Und ein finsteres Tal gibt’s, durch das werden wir alle einmal zu gehen haben, das ist das Tal des Todes. Es ist sehr eng und finster, es ist sehr kalt und schaurig. Oh, wie bangen die Menschen von diesem einsamen Engpass! Wie fürchten sie sich vor dem Tod. Es ist eine stillschweigende Abmachung in der Welt, nichts vom Tode zu reden. „Davon spricht man nicht“. Nicht mal das Wort „Tod“ oder „Sterben“ getraut man sich auszusprechen. Darum umhüllt man den Tod von allen Seiten mit Lug und Trug. Wie werden die armen Kranken und Sterbenden belogen und betrogen! Da werden Hoffnungen erweckt und genährt, wo gar nichts mehr zu hoffen ist. Man dürfe doch den Kranken nicht aufregen. Ach, und er könnte doch, wenn er die erste Schritte in das finstere Tal hinein macht, sich noch nach einem Begleiter umsehen, er könnte sich noch am Herrn anklammern, er könnte noch gerettet werden. Der Heiland, der noch für den Schächer am Kreuz Gnade hatte, der kann noch heute in letzter Stunde eine Seele retten. Es steht geschrieben: „Wer zu mir kommt, den werde ich nicht hinausstoßen“ (Joh. 6:37). Wie unbarmherzig, wie grausam ist das, einen Kranken in falscher, trügerischen Hoffnung einzuwiegen! Seine Seele könnte noch gerettet werden, und nun geht sie verloren durch die Schuld derer, die vorgeben, den Kranken zu lieben. Ist das Liebe, jemand um sein ewiges Heil zu betrügen? Oh, das ist schändlich! Hab doch Erbarmen mit den armen Kranken. Sag ihnen doch in Liebe und Freundlichkeit die Wahrheit. Wenn die Kranken selbst etwas tun müssten, ja, dann wäre es nicht an der Zeit, zu ihnen damit zu kommen, sie damit zu belästigen. Aber es ist doch eine frohe Botschaft, dass Jesus schon alles getan hat, daß wir das Heil als ein Geschenk annehmen dürfen.

Wehe, wer durchs finstere Tal des Todes hindurch muss, ohne einen Heiland zu haben. Aber glücklich, wer sich im finsteren Tal der Todesschatten auf den treuen Arm des Herrn lehnt, auf sein ewiges Wort stützen darf.

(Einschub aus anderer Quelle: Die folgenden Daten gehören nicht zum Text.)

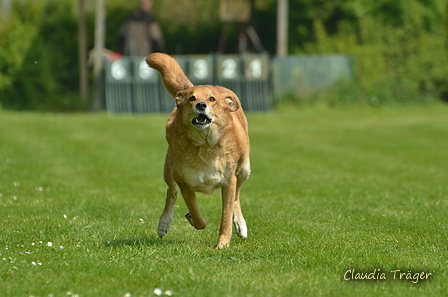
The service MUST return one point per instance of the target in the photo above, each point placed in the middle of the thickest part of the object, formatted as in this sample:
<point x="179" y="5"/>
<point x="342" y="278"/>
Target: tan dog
<point x="208" y="148"/>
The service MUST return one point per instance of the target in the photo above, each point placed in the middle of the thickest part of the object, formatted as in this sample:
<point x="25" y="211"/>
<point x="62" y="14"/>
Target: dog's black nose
<point x="201" y="106"/>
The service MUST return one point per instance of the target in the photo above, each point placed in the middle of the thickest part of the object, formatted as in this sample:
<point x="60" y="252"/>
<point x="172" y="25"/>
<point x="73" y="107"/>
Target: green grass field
<point x="331" y="190"/>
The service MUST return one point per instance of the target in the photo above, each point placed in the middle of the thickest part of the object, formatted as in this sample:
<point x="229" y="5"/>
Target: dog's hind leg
<point x="194" y="216"/>
<point x="225" y="230"/>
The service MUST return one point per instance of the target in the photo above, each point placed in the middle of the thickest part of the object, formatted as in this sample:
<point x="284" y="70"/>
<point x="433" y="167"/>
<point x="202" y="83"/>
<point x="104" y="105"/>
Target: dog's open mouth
<point x="201" y="121"/>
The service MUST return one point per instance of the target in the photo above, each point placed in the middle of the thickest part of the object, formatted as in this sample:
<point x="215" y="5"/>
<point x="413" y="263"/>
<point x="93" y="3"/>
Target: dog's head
<point x="203" y="107"/>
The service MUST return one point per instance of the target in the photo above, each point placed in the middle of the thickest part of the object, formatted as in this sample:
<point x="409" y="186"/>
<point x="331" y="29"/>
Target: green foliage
<point x="42" y="71"/>
<point x="399" y="49"/>
<point x="330" y="190"/>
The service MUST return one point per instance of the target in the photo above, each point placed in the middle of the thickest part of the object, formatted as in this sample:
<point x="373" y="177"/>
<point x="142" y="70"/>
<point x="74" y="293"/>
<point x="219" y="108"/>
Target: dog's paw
<point x="189" y="219"/>
<point x="164" y="226"/>
<point x="221" y="245"/>
<point x="240" y="228"/>
<point x="200" y="226"/>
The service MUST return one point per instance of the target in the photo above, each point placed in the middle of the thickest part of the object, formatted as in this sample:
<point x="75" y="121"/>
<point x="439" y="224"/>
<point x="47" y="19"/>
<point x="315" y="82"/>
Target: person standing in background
<point x="140" y="33"/>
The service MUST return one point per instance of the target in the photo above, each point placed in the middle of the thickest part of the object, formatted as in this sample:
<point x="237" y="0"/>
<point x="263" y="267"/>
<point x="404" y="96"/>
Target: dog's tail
<point x="173" y="76"/>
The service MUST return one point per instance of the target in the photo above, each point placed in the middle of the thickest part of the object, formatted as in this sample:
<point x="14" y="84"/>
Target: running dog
<point x="208" y="148"/>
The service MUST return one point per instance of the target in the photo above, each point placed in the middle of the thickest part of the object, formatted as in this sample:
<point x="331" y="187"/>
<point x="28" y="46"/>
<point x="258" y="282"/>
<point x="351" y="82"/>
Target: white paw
<point x="189" y="218"/>
<point x="164" y="226"/>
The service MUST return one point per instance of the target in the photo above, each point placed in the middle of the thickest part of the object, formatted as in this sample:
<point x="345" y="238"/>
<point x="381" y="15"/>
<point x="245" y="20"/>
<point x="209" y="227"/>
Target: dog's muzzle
<point x="202" y="121"/>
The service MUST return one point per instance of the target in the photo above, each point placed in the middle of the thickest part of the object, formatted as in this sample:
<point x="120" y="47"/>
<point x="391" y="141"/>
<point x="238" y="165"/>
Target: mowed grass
<point x="331" y="190"/>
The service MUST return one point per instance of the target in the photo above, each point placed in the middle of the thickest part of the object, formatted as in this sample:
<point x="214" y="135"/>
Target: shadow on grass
<point x="134" y="242"/>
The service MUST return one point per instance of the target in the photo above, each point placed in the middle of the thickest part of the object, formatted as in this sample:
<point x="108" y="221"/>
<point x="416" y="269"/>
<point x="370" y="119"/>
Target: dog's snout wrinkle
<point x="201" y="106"/>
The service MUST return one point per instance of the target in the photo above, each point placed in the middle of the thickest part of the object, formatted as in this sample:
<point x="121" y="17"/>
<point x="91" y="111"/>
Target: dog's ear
<point x="179" y="97"/>
<point x="234" y="105"/>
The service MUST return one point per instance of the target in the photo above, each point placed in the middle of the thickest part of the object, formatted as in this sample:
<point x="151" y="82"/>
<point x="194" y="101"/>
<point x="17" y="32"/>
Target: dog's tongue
<point x="202" y="118"/>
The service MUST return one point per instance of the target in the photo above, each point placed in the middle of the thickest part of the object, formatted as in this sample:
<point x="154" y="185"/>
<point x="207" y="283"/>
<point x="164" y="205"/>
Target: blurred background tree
<point x="399" y="46"/>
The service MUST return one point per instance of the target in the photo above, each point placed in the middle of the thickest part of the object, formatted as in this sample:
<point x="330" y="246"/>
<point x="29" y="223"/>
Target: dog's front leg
<point x="225" y="230"/>
<point x="194" y="216"/>
<point x="167" y="214"/>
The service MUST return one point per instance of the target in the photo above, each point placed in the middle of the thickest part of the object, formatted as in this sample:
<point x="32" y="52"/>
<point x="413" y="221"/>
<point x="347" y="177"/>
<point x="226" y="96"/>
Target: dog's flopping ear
<point x="232" y="102"/>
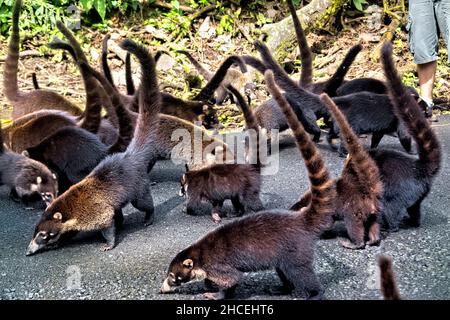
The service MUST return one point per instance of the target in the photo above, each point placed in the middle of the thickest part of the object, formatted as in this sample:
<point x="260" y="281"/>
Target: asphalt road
<point x="137" y="266"/>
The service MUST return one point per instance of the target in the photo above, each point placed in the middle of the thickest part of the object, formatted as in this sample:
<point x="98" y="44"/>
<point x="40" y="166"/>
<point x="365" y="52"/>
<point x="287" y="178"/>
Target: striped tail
<point x="305" y="51"/>
<point x="336" y="80"/>
<point x="149" y="101"/>
<point x="92" y="114"/>
<point x="388" y="284"/>
<point x="202" y="70"/>
<point x="10" y="85"/>
<point x="365" y="167"/>
<point x="318" y="214"/>
<point x="208" y="91"/>
<point x="408" y="110"/>
<point x="252" y="123"/>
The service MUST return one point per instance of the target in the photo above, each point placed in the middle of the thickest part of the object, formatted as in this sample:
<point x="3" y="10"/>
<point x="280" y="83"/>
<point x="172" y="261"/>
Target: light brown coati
<point x="233" y="77"/>
<point x="73" y="152"/>
<point x="26" y="177"/>
<point x="240" y="183"/>
<point x="359" y="188"/>
<point x="118" y="180"/>
<point x="27" y="102"/>
<point x="387" y="279"/>
<point x="279" y="239"/>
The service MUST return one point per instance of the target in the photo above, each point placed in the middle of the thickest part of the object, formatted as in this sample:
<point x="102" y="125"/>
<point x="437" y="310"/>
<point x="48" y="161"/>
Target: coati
<point x="26" y="177"/>
<point x="240" y="183"/>
<point x="387" y="279"/>
<point x="73" y="152"/>
<point x="117" y="180"/>
<point x="27" y="102"/>
<point x="279" y="239"/>
<point x="407" y="179"/>
<point x="232" y="77"/>
<point x="359" y="188"/>
<point x="366" y="112"/>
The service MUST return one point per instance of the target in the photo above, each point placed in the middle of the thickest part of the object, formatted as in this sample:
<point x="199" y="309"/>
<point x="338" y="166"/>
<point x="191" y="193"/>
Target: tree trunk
<point x="317" y="14"/>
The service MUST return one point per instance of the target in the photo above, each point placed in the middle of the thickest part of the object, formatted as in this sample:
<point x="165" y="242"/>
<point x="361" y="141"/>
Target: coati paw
<point x="213" y="295"/>
<point x="216" y="217"/>
<point x="349" y="245"/>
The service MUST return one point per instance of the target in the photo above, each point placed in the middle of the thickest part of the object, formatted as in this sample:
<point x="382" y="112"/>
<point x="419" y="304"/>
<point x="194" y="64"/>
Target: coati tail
<point x="388" y="284"/>
<point x="10" y="85"/>
<point x="336" y="80"/>
<point x="208" y="91"/>
<point x="323" y="191"/>
<point x="129" y="75"/>
<point x="205" y="73"/>
<point x="364" y="166"/>
<point x="149" y="99"/>
<point x="126" y="129"/>
<point x="105" y="66"/>
<point x="409" y="111"/>
<point x="305" y="51"/>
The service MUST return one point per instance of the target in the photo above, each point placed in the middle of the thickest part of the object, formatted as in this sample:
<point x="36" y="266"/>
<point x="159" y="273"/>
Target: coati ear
<point x="57" y="216"/>
<point x="188" y="263"/>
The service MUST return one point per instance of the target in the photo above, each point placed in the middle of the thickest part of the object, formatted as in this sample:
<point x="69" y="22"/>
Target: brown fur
<point x="387" y="277"/>
<point x="278" y="239"/>
<point x="27" y="102"/>
<point x="241" y="183"/>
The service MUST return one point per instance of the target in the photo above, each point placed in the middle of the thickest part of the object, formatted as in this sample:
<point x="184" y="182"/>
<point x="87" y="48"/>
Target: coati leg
<point x="287" y="285"/>
<point x="109" y="233"/>
<point x="144" y="202"/>
<point x="215" y="213"/>
<point x="118" y="218"/>
<point x="302" y="276"/>
<point x="414" y="214"/>
<point x="226" y="278"/>
<point x="355" y="230"/>
<point x="376" y="138"/>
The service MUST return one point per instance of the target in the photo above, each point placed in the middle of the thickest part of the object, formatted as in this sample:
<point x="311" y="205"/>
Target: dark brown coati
<point x="366" y="112"/>
<point x="240" y="183"/>
<point x="73" y="152"/>
<point x="359" y="188"/>
<point x="387" y="279"/>
<point x="233" y="77"/>
<point x="27" y="102"/>
<point x="26" y="177"/>
<point x="278" y="239"/>
<point x="407" y="179"/>
<point x="119" y="179"/>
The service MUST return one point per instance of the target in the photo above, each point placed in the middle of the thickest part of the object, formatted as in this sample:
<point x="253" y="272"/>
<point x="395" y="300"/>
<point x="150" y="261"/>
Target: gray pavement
<point x="137" y="266"/>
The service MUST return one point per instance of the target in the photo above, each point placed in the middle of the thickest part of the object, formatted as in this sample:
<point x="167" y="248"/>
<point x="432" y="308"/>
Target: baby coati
<point x="278" y="239"/>
<point x="27" y="102"/>
<point x="233" y="77"/>
<point x="366" y="112"/>
<point x="359" y="188"/>
<point x="73" y="152"/>
<point x="240" y="183"/>
<point x="117" y="180"/>
<point x="407" y="179"/>
<point x="26" y="177"/>
<point x="387" y="279"/>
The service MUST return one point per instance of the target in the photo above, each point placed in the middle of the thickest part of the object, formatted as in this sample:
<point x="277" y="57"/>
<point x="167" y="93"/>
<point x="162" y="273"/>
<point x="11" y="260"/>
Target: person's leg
<point x="423" y="43"/>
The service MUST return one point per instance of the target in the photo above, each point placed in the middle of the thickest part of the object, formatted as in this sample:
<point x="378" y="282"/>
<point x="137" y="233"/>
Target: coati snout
<point x="47" y="232"/>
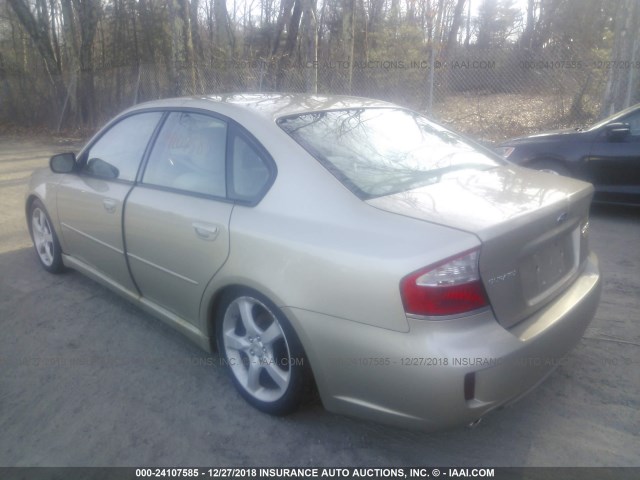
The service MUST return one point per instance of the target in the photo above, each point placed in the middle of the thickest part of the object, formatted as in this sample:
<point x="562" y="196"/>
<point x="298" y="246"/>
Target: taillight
<point x="450" y="287"/>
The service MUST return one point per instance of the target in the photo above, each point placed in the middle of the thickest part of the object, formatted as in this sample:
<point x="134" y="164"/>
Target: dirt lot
<point x="86" y="379"/>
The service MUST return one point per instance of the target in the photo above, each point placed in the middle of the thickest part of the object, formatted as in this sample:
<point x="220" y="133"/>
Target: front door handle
<point x="206" y="232"/>
<point x="109" y="205"/>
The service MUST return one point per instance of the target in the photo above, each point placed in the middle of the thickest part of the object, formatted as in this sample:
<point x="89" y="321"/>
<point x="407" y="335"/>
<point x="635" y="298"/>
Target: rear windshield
<point x="382" y="151"/>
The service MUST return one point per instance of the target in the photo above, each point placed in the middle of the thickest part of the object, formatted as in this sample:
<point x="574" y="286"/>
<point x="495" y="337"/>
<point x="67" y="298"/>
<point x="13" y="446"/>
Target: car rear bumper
<point x="442" y="373"/>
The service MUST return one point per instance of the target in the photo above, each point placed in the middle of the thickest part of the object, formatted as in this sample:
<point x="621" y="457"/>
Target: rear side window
<point x="250" y="173"/>
<point x="190" y="155"/>
<point x="206" y="155"/>
<point x="118" y="152"/>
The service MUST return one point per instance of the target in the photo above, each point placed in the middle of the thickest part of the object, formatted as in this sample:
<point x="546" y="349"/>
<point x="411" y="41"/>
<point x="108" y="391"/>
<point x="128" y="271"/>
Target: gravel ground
<point x="87" y="379"/>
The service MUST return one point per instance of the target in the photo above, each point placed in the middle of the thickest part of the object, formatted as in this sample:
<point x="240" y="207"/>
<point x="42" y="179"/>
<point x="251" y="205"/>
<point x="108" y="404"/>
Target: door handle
<point x="206" y="232"/>
<point x="109" y="205"/>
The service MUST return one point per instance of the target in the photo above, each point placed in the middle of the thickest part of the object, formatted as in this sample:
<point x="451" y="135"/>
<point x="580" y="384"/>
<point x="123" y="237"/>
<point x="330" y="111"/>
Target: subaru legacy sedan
<point x="337" y="243"/>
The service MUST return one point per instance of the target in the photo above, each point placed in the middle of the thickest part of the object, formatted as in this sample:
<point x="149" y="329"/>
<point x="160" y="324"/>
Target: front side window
<point x="382" y="151"/>
<point x="117" y="154"/>
<point x="189" y="155"/>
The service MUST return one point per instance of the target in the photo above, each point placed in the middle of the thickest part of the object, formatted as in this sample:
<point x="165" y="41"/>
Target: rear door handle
<point x="206" y="232"/>
<point x="109" y="205"/>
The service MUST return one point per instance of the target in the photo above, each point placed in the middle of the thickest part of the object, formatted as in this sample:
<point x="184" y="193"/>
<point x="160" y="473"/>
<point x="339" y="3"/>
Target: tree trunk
<point x="627" y="24"/>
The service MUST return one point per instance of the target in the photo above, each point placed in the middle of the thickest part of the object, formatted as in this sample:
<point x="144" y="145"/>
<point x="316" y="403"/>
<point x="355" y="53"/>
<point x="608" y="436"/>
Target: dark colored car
<point x="606" y="154"/>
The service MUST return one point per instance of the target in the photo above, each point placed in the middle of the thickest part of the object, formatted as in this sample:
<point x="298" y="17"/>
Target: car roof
<point x="269" y="105"/>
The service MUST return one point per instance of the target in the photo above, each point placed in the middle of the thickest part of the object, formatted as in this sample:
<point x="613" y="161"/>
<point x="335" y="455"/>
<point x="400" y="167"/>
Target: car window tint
<point x="117" y="154"/>
<point x="189" y="155"/>
<point x="382" y="151"/>
<point x="250" y="171"/>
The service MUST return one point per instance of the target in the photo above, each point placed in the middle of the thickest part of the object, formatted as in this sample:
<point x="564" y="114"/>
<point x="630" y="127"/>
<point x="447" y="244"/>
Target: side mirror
<point x="618" y="131"/>
<point x="63" y="163"/>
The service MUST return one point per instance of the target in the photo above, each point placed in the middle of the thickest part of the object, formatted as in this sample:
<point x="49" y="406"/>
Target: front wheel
<point x="263" y="353"/>
<point x="45" y="240"/>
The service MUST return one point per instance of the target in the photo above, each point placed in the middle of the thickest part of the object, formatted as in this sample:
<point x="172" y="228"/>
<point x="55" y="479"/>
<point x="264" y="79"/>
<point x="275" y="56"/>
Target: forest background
<point x="490" y="68"/>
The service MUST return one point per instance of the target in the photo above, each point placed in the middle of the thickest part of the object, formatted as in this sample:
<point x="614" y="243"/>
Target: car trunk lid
<point x="531" y="225"/>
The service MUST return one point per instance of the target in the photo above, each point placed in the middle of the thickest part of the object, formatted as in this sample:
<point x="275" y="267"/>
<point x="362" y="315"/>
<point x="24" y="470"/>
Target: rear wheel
<point x="263" y="353"/>
<point x="45" y="240"/>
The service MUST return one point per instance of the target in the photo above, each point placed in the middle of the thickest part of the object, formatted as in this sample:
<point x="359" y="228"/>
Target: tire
<point x="264" y="355"/>
<point x="551" y="166"/>
<point x="45" y="240"/>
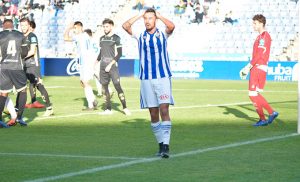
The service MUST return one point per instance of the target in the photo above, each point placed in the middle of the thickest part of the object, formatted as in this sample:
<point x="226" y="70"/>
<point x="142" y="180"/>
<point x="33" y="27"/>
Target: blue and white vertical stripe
<point x="154" y="59"/>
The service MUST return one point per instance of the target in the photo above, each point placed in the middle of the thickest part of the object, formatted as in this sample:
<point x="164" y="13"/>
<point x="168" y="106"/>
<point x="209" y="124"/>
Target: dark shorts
<point x="33" y="74"/>
<point x="10" y="78"/>
<point x="113" y="74"/>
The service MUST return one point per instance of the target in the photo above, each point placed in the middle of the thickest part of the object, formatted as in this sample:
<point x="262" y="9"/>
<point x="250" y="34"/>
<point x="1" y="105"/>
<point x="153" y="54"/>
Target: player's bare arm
<point x="67" y="36"/>
<point x="32" y="50"/>
<point x="127" y="25"/>
<point x="169" y="24"/>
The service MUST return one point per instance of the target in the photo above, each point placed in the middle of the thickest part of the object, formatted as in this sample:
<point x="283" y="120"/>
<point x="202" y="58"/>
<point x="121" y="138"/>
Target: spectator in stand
<point x="198" y="8"/>
<point x="1" y="21"/>
<point x="229" y="18"/>
<point x="139" y="5"/>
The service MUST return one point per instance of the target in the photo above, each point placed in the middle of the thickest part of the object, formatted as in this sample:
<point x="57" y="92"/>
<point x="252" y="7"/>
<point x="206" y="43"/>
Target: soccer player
<point x="12" y="49"/>
<point x="155" y="74"/>
<point x="33" y="70"/>
<point x="108" y="58"/>
<point x="258" y="68"/>
<point x="96" y="51"/>
<point x="86" y="61"/>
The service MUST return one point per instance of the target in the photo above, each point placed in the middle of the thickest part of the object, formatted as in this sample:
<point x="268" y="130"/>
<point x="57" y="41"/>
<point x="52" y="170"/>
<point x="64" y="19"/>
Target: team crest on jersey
<point x="164" y="97"/>
<point x="73" y="67"/>
<point x="157" y="34"/>
<point x="261" y="42"/>
<point x="33" y="39"/>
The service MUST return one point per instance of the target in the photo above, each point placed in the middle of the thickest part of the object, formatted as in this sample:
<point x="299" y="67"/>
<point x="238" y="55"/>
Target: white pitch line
<point x="68" y="156"/>
<point x="147" y="160"/>
<point x="141" y="110"/>
<point x="194" y="90"/>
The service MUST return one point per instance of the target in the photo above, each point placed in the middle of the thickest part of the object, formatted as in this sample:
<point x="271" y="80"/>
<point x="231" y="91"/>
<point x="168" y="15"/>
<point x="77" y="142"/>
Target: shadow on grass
<point x="238" y="113"/>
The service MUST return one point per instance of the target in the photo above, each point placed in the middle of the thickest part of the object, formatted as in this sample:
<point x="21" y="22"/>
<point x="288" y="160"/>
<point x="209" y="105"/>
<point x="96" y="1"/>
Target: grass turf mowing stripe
<point x="147" y="160"/>
<point x="141" y="110"/>
<point x="68" y="156"/>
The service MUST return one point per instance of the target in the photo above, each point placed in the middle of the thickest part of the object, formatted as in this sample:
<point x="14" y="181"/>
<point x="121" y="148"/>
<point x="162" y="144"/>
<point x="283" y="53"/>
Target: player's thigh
<point x="163" y="90"/>
<point x="19" y="80"/>
<point x="114" y="74"/>
<point x="104" y="77"/>
<point x="262" y="76"/>
<point x="148" y="98"/>
<point x="253" y="79"/>
<point x="6" y="85"/>
<point x="33" y="74"/>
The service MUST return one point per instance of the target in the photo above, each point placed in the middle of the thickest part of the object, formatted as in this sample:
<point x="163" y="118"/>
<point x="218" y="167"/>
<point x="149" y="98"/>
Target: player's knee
<point x="253" y="93"/>
<point x="122" y="96"/>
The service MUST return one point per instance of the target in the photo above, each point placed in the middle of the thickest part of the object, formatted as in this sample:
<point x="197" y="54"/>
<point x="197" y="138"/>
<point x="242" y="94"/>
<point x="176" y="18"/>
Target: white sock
<point x="90" y="97"/>
<point x="99" y="87"/>
<point x="11" y="108"/>
<point x="166" y="131"/>
<point x="110" y="90"/>
<point x="156" y="129"/>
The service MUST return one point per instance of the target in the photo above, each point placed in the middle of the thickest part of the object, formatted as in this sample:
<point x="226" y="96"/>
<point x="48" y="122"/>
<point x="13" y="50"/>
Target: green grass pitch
<point x="212" y="137"/>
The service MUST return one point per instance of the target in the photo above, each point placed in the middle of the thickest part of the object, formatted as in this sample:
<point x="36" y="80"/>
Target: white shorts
<point x="155" y="92"/>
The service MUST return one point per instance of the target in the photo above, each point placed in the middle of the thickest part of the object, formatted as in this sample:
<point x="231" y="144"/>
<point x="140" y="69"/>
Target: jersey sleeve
<point x="33" y="39"/>
<point x="135" y="35"/>
<point x="118" y="42"/>
<point x="261" y="50"/>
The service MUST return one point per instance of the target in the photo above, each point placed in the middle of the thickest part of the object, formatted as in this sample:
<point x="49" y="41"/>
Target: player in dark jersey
<point x="108" y="65"/>
<point x="32" y="69"/>
<point x="12" y="49"/>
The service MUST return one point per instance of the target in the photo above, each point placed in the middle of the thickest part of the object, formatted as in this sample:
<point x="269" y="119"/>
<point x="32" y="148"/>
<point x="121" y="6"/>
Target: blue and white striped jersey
<point x="154" y="58"/>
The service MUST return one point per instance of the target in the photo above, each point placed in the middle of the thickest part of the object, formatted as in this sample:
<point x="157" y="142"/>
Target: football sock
<point x="265" y="104"/>
<point x="258" y="107"/>
<point x="157" y="131"/>
<point x="107" y="97"/>
<point x="166" y="131"/>
<point x="90" y="97"/>
<point x="11" y="108"/>
<point x="22" y="97"/>
<point x="99" y="86"/>
<point x="122" y="99"/>
<point x="2" y="105"/>
<point x="44" y="94"/>
<point x="32" y="91"/>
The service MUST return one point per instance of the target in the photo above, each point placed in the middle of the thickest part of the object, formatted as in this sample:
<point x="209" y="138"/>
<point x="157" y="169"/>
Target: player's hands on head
<point x="158" y="15"/>
<point x="245" y="71"/>
<point x="107" y="68"/>
<point x="71" y="25"/>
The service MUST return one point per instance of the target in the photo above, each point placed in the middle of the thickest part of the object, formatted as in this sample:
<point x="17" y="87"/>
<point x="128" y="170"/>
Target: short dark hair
<point x="260" y="18"/>
<point x="89" y="32"/>
<point x="150" y="10"/>
<point x="8" y="24"/>
<point x="109" y="21"/>
<point x="78" y="23"/>
<point x="25" y="19"/>
<point x="32" y="24"/>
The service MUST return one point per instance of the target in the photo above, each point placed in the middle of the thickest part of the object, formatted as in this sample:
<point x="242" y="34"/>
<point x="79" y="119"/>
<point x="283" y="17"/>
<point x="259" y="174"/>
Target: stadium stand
<point x="211" y="38"/>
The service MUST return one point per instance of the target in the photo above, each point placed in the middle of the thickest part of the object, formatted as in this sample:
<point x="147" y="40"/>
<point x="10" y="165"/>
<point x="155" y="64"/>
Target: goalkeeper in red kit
<point x="258" y="68"/>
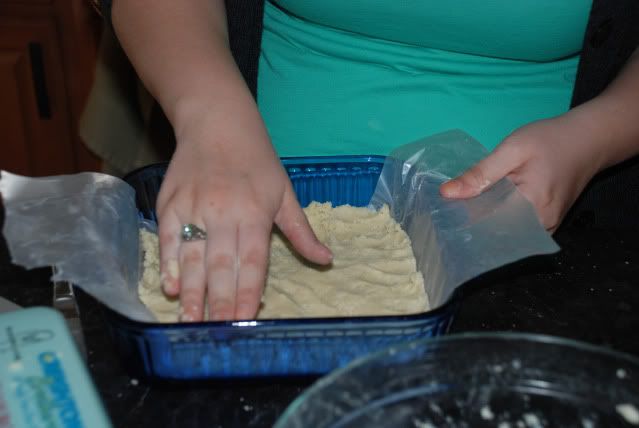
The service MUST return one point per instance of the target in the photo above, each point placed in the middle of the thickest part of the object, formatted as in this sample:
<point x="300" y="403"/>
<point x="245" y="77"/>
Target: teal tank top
<point x="365" y="76"/>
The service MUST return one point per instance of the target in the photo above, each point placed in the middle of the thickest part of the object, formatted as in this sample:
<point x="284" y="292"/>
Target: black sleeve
<point x="244" y="18"/>
<point x="612" y="35"/>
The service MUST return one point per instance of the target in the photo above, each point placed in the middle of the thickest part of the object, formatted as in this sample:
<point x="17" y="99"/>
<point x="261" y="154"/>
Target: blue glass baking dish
<point x="282" y="347"/>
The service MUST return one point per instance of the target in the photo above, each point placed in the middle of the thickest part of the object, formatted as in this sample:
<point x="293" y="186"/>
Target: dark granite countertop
<point x="589" y="291"/>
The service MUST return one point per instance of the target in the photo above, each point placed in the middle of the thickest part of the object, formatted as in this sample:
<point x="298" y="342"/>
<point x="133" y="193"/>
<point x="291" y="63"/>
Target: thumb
<point x="294" y="225"/>
<point x="481" y="176"/>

Ich stand am Sterbebett einer jungen Frau. Als sie den Tod nahen fühlte, ließ sie ihre drei kleinen Kinder herbringen. Jedem Kind legte sie die Hand aufs Haupt und segnete sie betend. Dann sagte sie: „So, nun bringt die Kinder wieder fort.“ Und sich an ihren Gatten wendend, sagte sie: „Ich bin los von euch allen“. Ihr einziger Wunsch war und blieb: „Komm, Herr Jesu“. Wer so stirbt, der stirbt wohl!

Wohl dir, wenn du weißt: Es geht durchs finstere Tal zur Herrlichkeit, es geht durch Tod zum Leben, es geht durch Nacht zum Licht, denn ich habe einen herrlichen Heiland!